2022

Os desafios dos movimentos populares: manter-se nas ruas e derrotar Bolsonaro nas urnas

Volta às aulas presenciais e retomada das ocupações de terra devem fortalecer esquerda em ano decisivo

Brasil de Fato | Recife (PE) |
Carnaval é incerto, mas movimentos têm expectativa de superar a pandemia e manter mobilizações de rua
Carnaval é incerto, mas movimentos têm expectativa de superar a pandemia e manter mobilizações de rua - Rafael Bandeira

O ano de 2021 já se anunciava muito duro. Cortes do Auxílio Emergencial deixaram milhões de pessoas em situação de extrema pobreza, desempregados e com fome. Mas os movimentos populares conseguiram avanços importantes, principalmente com a vitória da vacinação gratuita e massiva, a retomada dos protestos de rua, a volta dos direitos políticos do ex-presidente Lula e a importante vitória “ideológica” sobre o bolsonarismo, que gradualmente volta a ser minoria na sociedade brasileira. Mas quais os desafios que se desenham para 2022? Quais as metas prioritárias dos movimentos sociais?

Entre os cinco dirigentes de movimentos que o Brasil de Fato Pernambuco entrevistou, três destacam a vitória nas eleições do próximo mês de outubro como meta central para o ano. “É o principal objetivo de 2022: derrotar eleitoralmente Bolsonaro. Ideologicamente já o derrotamos, mas ele ainda tem força eleitoral”, diz Jaime Amorim, dirigente do Movimento dos Trabalhadores Rurais Sem Terra (MST) em Pernambuco.

“Esperamos que com a unidade do povo, sob a liderança de Lula, possamos retomar o governo para implementar um projeto estratégico e popular para o país”, diz o histórico líder sem terra.

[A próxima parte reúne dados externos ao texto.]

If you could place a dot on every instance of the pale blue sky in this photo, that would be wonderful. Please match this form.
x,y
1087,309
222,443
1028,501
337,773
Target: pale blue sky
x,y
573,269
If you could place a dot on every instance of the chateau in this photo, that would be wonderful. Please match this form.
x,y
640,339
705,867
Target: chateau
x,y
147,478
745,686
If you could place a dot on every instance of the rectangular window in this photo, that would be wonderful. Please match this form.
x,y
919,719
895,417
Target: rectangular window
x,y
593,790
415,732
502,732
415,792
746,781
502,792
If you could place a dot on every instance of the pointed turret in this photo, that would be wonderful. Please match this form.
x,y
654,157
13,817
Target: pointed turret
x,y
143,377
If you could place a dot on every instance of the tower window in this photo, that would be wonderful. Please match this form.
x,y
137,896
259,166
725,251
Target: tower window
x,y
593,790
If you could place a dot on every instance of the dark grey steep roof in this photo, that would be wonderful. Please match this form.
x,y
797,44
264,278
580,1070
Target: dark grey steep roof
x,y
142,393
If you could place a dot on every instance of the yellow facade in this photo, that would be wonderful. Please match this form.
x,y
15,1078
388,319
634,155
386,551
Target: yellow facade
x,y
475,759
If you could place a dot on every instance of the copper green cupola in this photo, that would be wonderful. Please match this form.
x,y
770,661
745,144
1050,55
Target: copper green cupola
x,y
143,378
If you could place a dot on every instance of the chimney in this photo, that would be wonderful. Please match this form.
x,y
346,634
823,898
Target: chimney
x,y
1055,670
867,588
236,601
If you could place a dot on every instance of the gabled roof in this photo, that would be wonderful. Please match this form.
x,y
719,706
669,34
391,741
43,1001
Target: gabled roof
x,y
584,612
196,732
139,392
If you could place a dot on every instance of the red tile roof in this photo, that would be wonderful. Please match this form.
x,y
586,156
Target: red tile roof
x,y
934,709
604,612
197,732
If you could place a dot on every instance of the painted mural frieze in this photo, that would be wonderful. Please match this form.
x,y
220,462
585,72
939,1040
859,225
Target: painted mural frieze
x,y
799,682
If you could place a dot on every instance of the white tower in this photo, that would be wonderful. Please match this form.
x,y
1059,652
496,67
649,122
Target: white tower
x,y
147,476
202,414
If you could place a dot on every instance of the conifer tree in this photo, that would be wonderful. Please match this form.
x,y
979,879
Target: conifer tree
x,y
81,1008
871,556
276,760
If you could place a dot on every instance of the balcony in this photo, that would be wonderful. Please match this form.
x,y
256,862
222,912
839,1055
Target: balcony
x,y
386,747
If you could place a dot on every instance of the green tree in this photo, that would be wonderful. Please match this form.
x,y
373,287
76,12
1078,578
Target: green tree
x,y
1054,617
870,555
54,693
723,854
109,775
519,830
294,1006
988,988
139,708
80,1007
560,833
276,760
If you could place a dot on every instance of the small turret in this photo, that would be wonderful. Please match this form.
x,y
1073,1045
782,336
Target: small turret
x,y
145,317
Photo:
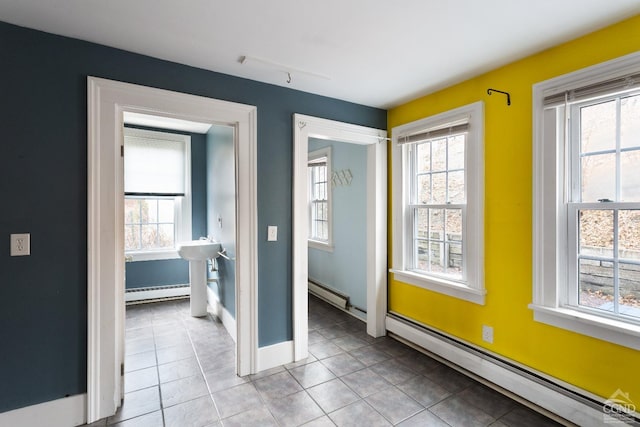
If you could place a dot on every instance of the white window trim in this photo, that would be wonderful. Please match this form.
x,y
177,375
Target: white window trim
x,y
550,215
183,210
473,246
321,244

Vitória Genuíno, dirigente do Movimento dos Trabalhadores Sem Teto (MTST) em Pernambuco, não chega a mencionar o nome de Lula, mas reforça a importância da vitória contra o bolsonarismo. “Precisamos garantir a eleição de um governo democrático e a derrubada não só do governo Bolsonaro, mas do bolsonarismo”, diz ela, destacando a importância de, no estado, reeleger o mandato coletivo Juntas Codeputadas (PSOL), que tem a militante sem teto Jô Cavalcanti entre co-deputadas.

“Reelegê-las é afirmar a importância de ter movimentos ocupando esses espaços institucionais”, diz Genuíno – que reforça a continuidade dos debates do direito à moradia e da segurança alimentar.

Já o presidente da Central Única dos Trabalhadores (CUT) de Pernambuco, professor Paulo Rocha, acredita que a eleição tende a ser reflexo do que for construído nos meses anteriores. “Temos a luta contra uma nova reforma trabalhista e a reforma administrativa. Precisamos seguir lutando por distribuição de renda justa e por serviços públicos para todos. E temos que organizar a classe trabalhadora e manter nossas mobilizações com o movimento sindical”, pontua ele. “Acho que tudo isso vai fortalecer o processo eleitoral”, completa.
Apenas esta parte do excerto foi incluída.